🤖 AI Summary
This study systematically evaluates the practical efficacy of time series foundation models (TSFMs) on anomaly detection and forecasting tasks, specifically targeting multivariate irregular time series lacking prominent trends, seasonality, or regular patterns. Adopting a unified preprocessing and evaluation protocol, we benchmark TSFMs—including TimesNet, DLinear, and others—against classical baselines (ARIMA, Isolation Forest, LSTM, Transformer). Results reveal that TSFMs do not consistently outperform lightweight traditional models across major benchmarks; they suffer from fundamental limitations including poor interpretability, weak few-shot/zero-shot generalization, and inadequate long-range dependency modeling—while incurring substantially higher computational costs. To our knowledge, this is the first work to empirically identify performance ceilings of TSFMs for such irregular time series tasks. We publicly release all datasets, code, and analytical artifacts to establish an evidence-based benchmark and methodological reference for rational deployment and future advancement of TSFMs.
📝 Abstract
Time series foundational models (TSFM) have gained prominence in time series forecasting, promising state-of-the-art performance across various applications.
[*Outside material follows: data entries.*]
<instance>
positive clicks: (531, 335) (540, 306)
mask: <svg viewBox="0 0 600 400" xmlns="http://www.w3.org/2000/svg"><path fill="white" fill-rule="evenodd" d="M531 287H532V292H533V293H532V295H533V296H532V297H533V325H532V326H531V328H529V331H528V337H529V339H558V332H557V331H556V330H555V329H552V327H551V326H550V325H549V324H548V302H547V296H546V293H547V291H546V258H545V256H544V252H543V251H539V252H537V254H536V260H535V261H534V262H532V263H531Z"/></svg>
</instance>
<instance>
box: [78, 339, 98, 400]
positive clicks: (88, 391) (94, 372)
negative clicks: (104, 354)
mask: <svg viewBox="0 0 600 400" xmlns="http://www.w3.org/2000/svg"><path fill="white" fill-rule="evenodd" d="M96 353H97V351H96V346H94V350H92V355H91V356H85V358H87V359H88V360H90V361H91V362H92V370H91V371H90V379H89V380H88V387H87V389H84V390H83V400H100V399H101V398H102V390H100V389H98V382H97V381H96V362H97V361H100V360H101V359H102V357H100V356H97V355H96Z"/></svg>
However, their application in anomaly detection and prediction remains underexplored, with growing concerns regarding their black-box nature, lack of interpretability and applicability. This paper critically evaluates the efficacy of TSFM in anomaly detection and prediction tasks. We systematically analyze TSFM across multiple datasets, including those characterized by the absence of discernible patterns, trends and seasonality. Our analysis shows that while TSFMs can be extended for anomaly detection and prediction, traditional statistical and deep learning models often match or outperform TSFM in these tasks. Additionally, TSFMs require high computational resources but fail to capture sequential dependencies effectively or improve performance in few-shot or zero-shot scenarios.